Nuclear Reactions: Science and Trans-Science
Today we are continuously asked to weigh the benefits of technology against its risks. Do the rewards of nuclear reactors, for example, come with an acceptable degree of risk? Alvin Weinberg coined the term "trans-science" to describe such questions; the answers, of course, are beyond the reach of pure science.
The intersection of scientific limitations and public expectations has been Weinberg's intellectual realm for more than 30 years. Director of the Oak Ridge National Laboratory, the Office of Energy Research and Development, and the Institute for Energy Analysis, Weinberg has spent his career as a scientific administrator mediating the roles of science in matters of public policy.
In addition to his famous piece that introduced the concept of trans-science, this collection of insightful and challenging essays includes "Science and Its Limits: The Regulator's Dilemma," an update of Weinberg's seminal article with more recent thoughts on scientific responsibility and regulation.

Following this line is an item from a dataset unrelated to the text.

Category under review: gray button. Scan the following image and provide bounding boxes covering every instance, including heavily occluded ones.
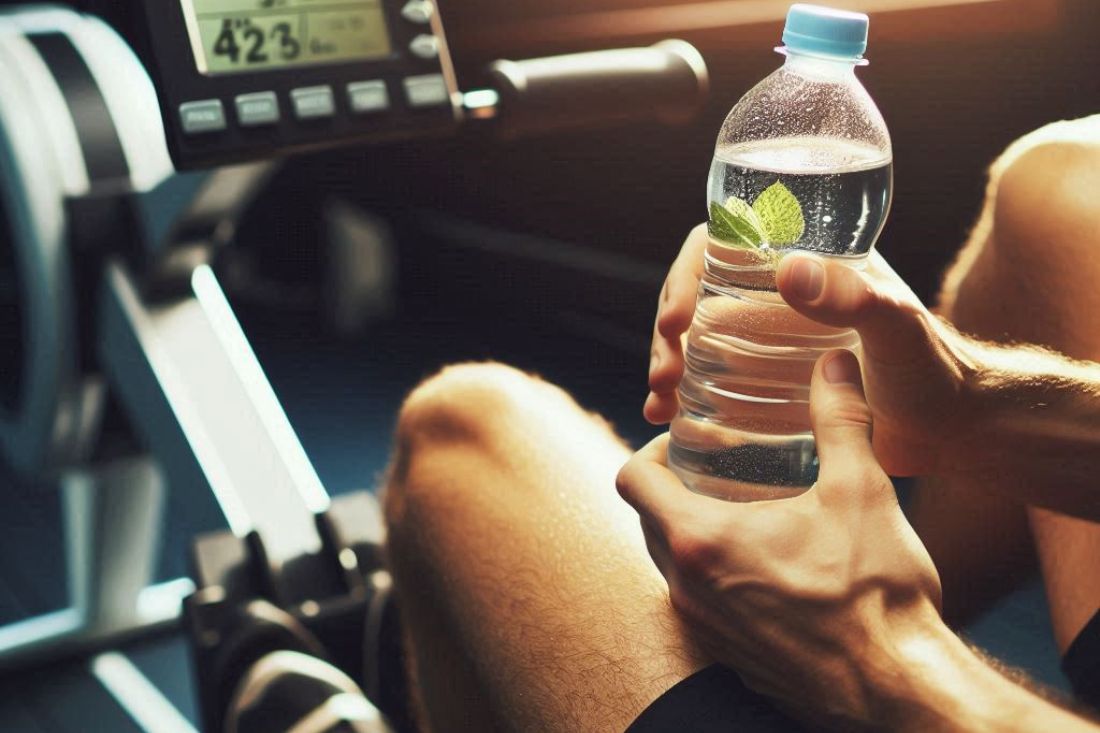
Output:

Weinberg writes with knowledge and passion about arms control and strategic defense, the greenhouse effect, resource scarcity, solar power, scientific administration, and "engineering in the age of anxiety,'' dealing with nuclear-reactor safeguards and public perceptions of their reliability. Weinberg argues persuasively that a philosophy of scientific administration (parallel with the philosophy of science) is needed to deal with trans-scientific questions.
The author recalls the excitement and optimism of the first age of nuclear power, in which he played a significant role, and the sober reality of the current second stage. He sails enthusiastically into the debate between "catastrophists," those who see imminent exhaustion of the earth's resources, and "cornucopians," those, like Weinberg, who argue that most major materials are inexhaustible.
In a collection that contains expert assessment and forceful argument, Weinberg goes to the heart of the most troubling conundrums at the nexus of science and society.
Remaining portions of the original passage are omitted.